Inés reconoció que el factor estrés habría sido determinante para la aparición de la tremenda enfermedad que, por el momento, no tiene cura: «Después del huracán Irma, esa sensación de que iba a aplanar Miami me dio mucho estrés. Yo estaba sola en mi casa. Finalmente su efecto sólo dejo algunos problemas de humedad y me tuve que ir un año de mi casa. Si bien no se sabe la causa, ni cómo curarla, no tiene cura, es una enfermedad autoinmune que está conectada con el estrés».

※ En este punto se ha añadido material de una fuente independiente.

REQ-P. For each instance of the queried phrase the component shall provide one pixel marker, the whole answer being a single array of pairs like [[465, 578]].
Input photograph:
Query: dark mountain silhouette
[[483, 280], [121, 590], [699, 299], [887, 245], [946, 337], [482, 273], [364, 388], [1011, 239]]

Finalmente, Rivero habló de su hija y la preocupación que siente por su futuro: «Maia está por cumplir 19, empezó la universidad en otra ciudad y está viviendo sola. No quería que se vaya preocupada por mí. Cuando me dieron el diagnostico fue fuerte pero espere un poco para contarselo a ella y a mis padres porque tampoco tenía mucha información. Hasta que me hicieron una punción lumbar para saber qué tipo de tratamiento seguir. Ahí se vio que la enfermedad no está progresando, que está dormida. Entonces, poder contarles la noticia con esa información fue mucho mejor».